From fe1e1988ab26709abbf3c787d4cb6d6ec2073281 Mon Sep 17 00:00:00 2001
From: "Zhang, Weiwei1" <weiwei1.zhang@intel.com>
Date: Mon, 20 Oct 2025 22:25:21 +0800
Subject: [PATCH 5/7] refine mxfp&nvfp layer checker

Signed-off-by: Zhang, Weiwei1 <weiwei1.zhang@intel.com>
---
 .../export/export_to_autoround/qlinear_fp.py  | 21 ++++++++++++++-----
 auto_round/inference/backend.py               | 18 ++++++++++++----
 auto_round/utils.py                           |  9 ++++++++
 3 files changed, 39 insertions(+), 9 deletions(-)

diff --git a/auto_round/export/export_to_autoround/qlinear_fp.py b/auto_round/export/export_to_autoround/qlinear_fp.py
index c2ceaf9fa..61df26483 100644
--- a/auto_round/export/export_to_autoround/qlinear_fp.py
+++ b/auto_round/export/export_to_autoround/qlinear_fp.py
@@ -38,7 +38,7 @@
 from auto_round.data_type.mxfp import FP32_EXPONENT_BIAS, FP32_MIN_NORMAL
 from auto_round.data_type.nvfp import cast_to_fp4, get_reciprocal
 from auto_round.data_type.utils import reshape_pad_tensor_by_group_size, revert_tensor_by_pad
-from auto_round.utils import _get_packing_device, is_mx_fp, is_nv_fp
+from auto_round.utils import BackendDataType, _get_packing_device, is_mx_fp, is_nv_fp
 
 # from auto_round.utils import get_weight_compress_dtype
 logger = getLogger(__name__)
@@ -74,10 +74,20 @@ def __init__(
             raise NotImplementedError("Only 4,8 bits are supported.")
         self.is_mx = is_mx_fp(data_type)
         self.is_nv = is_nv_fp(data_type)
-        if self.is_mx and group_size != 32:
-            raise NotImplementedError("Only group_size 32 are supported for mxfp.")
-        if self.is_nv and group_size not in [16, 32]:
-            raise NotImplementedError("Only group_size 16 are supported for nvfp.")
+        if self.is_mx:
+            if group_size != 32:
+                raise NotImplementedError(f"Only group_size 32 are supported for {BackendDataType.MX_FP} data type.")
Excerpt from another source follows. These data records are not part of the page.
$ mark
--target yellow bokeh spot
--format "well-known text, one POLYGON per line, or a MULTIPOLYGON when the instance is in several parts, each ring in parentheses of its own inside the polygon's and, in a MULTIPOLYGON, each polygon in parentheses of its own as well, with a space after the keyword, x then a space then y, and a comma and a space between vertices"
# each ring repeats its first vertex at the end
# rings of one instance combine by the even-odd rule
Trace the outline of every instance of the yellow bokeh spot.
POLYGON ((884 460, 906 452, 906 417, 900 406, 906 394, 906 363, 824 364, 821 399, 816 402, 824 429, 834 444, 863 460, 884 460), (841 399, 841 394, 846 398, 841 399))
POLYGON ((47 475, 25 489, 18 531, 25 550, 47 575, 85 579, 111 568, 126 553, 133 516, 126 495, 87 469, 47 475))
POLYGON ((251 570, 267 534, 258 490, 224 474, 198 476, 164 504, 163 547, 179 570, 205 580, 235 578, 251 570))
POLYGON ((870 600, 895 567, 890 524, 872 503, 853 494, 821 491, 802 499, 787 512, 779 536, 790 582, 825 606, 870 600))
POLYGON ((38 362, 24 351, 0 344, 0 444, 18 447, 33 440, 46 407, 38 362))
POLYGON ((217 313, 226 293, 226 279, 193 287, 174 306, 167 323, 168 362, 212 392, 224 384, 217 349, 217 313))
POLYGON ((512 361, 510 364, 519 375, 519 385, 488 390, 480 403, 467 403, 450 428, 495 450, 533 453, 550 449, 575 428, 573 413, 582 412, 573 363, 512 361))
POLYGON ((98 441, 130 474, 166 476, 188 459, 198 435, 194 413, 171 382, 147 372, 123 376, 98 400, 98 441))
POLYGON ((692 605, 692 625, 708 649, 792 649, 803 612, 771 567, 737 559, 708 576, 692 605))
+            if infeatures % group_size != 0:
+                raise NotImplementedError(
+                    f"in_feature must be divisible by {group_size} for {BackendDataType.MX_FP} data type."
+                )
+        if self.is_nv:
+            if group_size % 16 != 0:
+                raise NotImplementedError(f"Only group_size 16 are supported for {BackendDataType.NV_FP} data type.")
+            if infeatures % group_size != 0:
+                raise NotImplementedError(
+                    f"in_feature must be divisible by {group_size} for {BackendDataType.NV_FP} data type."
+                )
         self.infeatures = infeatures
         self.outfeatures = outfeatures
         self.bits = bits
@@ -234,3 +244,4 @@ def _pack_fp4_to_uint8(x: torch.Tensor) -> torch.Tensor:
     packed = (indices[:, 0] | (indices[:, 1] << 4)).to(torch.uint8)
 
     return packed.reshape(m, n // 2)
+
diff --git a/auto_round/inference/backend.py b/auto_round/inference/backend.py
index 4d67c4c15..5482cf788 100644
--- a/auto_round/inference/backend.py
+++ b/auto_round/inference/backend.py
@@ -127,12 +127,19 @@ def feature_multiply_checker_group_size(
     )
 
 
+def in_feature_checker_group_size(in_feature, out_feature, config):
+    group_size = config["group_size"]
+    return in_feature % group_size == 0
+
+
 feature_multiply_checker_32 = functools.partial(feature_multiply_checker, in_feature_multiplier=32)
 feature_multiply_checker_16 = functools.partial(feature_multiply_checker, in_feature_multiplier=16)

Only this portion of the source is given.